Dit taalspel wordt overal gespeeld, ook in de beeldende kunst, in film, in theater, in de graphic novel. Ik ben altijd op zoek naar de beleving van mensen, waar er de getuigenis is in woord en/of daad, waar je de worsteling kunt ontwaren en tegelijk de ontdekking om daarboven uit te stijgen, een ruimte te creëren waar ik tegenover jou geen strijd is, het mijne tegenover het jouwe niet via regels en afspraken wordt afgedwongen, maar het spontaan ontstaat. En dat gebeurt dan vanzelf: zoals met dat liedje in mijn blogje van gisteren: ‘Als de nacht verdwijnt en de zon weer schijnt’…

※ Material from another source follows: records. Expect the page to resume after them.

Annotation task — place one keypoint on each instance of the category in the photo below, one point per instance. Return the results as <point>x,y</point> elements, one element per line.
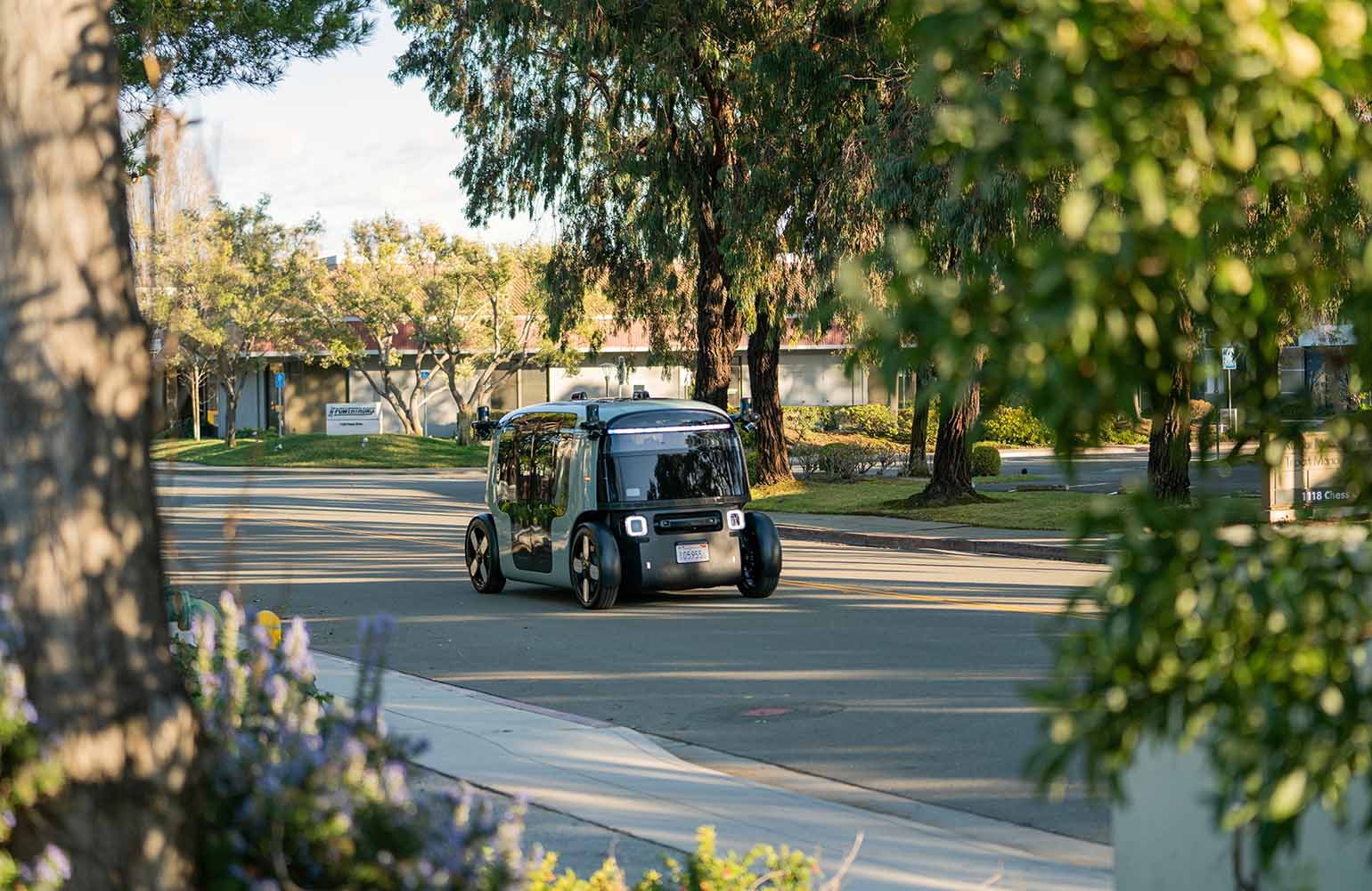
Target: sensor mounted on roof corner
<point>658,495</point>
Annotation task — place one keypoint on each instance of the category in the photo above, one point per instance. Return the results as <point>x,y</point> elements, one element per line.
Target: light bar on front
<point>690,429</point>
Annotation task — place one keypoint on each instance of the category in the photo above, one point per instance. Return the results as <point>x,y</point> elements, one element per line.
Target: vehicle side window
<point>563,481</point>
<point>507,470</point>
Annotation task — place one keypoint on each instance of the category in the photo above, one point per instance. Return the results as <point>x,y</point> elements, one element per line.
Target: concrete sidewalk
<point>901,535</point>
<point>446,472</point>
<point>623,780</point>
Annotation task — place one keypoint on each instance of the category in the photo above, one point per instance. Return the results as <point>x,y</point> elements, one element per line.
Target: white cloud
<point>342,140</point>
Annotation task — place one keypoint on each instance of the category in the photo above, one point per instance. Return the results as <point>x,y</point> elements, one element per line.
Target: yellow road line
<point>851,589</point>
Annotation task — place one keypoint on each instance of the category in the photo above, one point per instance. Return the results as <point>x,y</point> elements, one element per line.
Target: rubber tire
<point>605,552</point>
<point>762,541</point>
<point>483,525</point>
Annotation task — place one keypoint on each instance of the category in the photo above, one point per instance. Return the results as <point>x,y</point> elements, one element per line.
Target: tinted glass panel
<point>674,466</point>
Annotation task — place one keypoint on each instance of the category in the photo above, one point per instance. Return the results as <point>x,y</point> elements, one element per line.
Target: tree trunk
<point>196,378</point>
<point>229,427</point>
<point>718,325</point>
<point>764,371</point>
<point>951,478</point>
<point>1169,442</point>
<point>919,464</point>
<point>78,525</point>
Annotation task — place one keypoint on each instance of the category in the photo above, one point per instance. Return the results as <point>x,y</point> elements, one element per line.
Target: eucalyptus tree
<point>167,50</point>
<point>80,561</point>
<point>626,119</point>
<point>238,284</point>
<point>1216,164</point>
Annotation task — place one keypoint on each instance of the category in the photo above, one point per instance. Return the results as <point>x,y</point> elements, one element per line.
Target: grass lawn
<point>315,449</point>
<point>1001,510</point>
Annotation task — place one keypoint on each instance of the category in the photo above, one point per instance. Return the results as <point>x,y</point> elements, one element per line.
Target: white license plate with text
<point>693,553</point>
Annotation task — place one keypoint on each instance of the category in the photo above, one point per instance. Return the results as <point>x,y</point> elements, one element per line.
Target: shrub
<point>28,776</point>
<point>841,460</point>
<point>808,456</point>
<point>1016,426</point>
<point>1120,430</point>
<point>299,794</point>
<point>985,460</point>
<point>762,870</point>
<point>871,421</point>
<point>805,418</point>
<point>307,791</point>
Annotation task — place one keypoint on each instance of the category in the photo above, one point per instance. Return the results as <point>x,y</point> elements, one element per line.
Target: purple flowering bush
<point>299,789</point>
<point>297,792</point>
<point>27,777</point>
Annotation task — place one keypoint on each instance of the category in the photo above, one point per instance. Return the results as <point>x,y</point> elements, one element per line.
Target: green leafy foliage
<point>1165,175</point>
<point>235,284</point>
<point>1250,645</point>
<point>28,776</point>
<point>985,460</point>
<point>764,868</point>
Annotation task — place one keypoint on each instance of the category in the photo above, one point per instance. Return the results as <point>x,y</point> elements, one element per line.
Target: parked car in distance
<point>601,496</point>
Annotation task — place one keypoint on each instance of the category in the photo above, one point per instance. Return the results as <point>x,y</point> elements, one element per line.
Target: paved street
<point>897,673</point>
<point>1112,470</point>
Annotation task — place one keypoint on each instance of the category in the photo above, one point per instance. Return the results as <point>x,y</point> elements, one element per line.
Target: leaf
<point>1287,797</point>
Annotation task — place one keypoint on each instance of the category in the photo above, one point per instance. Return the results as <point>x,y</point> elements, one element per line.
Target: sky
<point>342,140</point>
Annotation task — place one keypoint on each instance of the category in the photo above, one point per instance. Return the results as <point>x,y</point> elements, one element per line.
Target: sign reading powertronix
<point>1308,478</point>
<point>350,419</point>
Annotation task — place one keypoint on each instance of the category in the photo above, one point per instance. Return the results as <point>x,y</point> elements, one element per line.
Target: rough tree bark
<point>919,463</point>
<point>764,372</point>
<point>233,391</point>
<point>718,325</point>
<point>78,530</point>
<point>1169,442</point>
<point>951,478</point>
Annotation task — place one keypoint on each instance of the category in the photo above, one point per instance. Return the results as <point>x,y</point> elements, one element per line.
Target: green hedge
<point>1016,426</point>
<point>985,460</point>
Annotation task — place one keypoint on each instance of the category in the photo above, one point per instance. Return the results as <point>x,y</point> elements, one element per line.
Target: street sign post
<point>280,388</point>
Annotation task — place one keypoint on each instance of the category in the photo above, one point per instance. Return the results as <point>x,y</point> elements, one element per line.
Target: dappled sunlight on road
<point>899,672</point>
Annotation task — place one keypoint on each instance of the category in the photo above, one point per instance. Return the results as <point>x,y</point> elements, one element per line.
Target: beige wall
<point>307,390</point>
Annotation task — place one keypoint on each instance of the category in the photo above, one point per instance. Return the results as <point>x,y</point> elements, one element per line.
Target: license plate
<point>693,553</point>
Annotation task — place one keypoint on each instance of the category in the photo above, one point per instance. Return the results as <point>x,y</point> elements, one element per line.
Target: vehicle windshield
<point>674,464</point>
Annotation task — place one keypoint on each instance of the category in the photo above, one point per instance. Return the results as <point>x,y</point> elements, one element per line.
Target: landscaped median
<point>383,451</point>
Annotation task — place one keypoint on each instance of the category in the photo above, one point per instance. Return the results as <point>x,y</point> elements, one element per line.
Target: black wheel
<point>759,555</point>
<point>596,570</point>
<point>483,555</point>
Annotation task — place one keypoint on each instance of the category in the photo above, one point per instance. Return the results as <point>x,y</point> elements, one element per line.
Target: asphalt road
<point>901,673</point>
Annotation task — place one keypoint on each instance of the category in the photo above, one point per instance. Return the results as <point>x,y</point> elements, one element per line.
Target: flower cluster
<point>304,791</point>
<point>27,776</point>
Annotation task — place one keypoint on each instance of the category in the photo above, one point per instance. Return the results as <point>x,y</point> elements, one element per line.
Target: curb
<point>924,543</point>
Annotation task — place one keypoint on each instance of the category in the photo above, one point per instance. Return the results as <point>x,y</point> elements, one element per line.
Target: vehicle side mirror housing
<point>483,426</point>
<point>745,419</point>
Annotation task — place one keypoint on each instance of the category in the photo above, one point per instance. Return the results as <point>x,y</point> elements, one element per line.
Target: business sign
<point>352,419</point>
<point>1308,477</point>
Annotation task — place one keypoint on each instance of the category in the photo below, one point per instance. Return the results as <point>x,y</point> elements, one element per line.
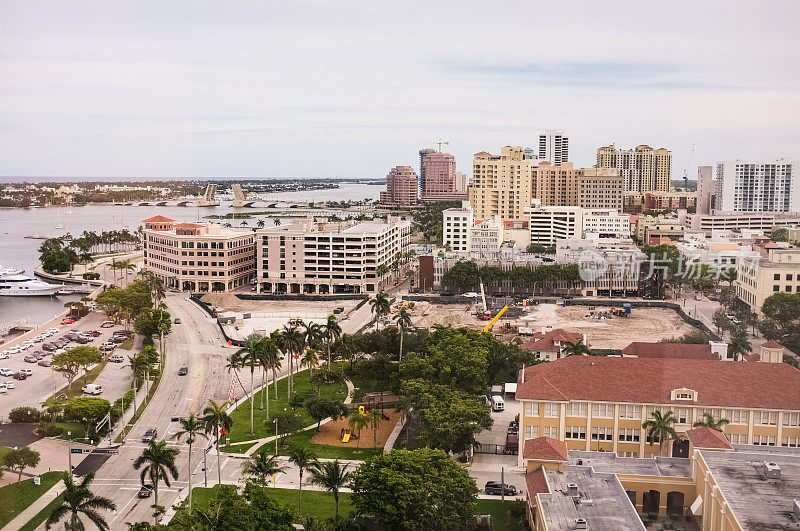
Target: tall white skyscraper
<point>744,186</point>
<point>553,147</point>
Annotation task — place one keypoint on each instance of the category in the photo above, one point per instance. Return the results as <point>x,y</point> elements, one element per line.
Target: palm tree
<point>249,355</point>
<point>357,422</point>
<point>576,348</point>
<point>263,466</point>
<point>660,425</point>
<point>215,418</point>
<point>77,500</point>
<point>157,462</point>
<point>403,319</point>
<point>380,306</point>
<point>332,477</point>
<point>304,459</point>
<point>191,427</point>
<point>709,422</point>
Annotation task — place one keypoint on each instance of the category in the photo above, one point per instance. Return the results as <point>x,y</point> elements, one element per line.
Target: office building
<point>553,147</point>
<point>744,186</point>
<point>317,257</point>
<point>401,187</point>
<point>643,169</point>
<point>198,257</point>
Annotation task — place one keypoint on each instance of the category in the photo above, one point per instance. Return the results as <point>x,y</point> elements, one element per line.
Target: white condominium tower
<point>744,186</point>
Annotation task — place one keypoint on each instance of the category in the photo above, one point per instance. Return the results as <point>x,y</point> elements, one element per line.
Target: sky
<point>352,88</point>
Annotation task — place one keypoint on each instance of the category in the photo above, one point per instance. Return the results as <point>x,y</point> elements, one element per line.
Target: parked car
<point>496,488</point>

En nu dan maar mijn woorden, uit dat taalspel van toen:
FLUISTER MIJN NAAM
In de stilte
rimpelen de woorden
als een zachte bries over het water
ze tasten, verwijlen, verdwijnen,
het water wordt glad
als een spiegel
ik zie mezelf aan
fluister mijn naam
liefde en licht mij gegeven
geroepen om te bestaan.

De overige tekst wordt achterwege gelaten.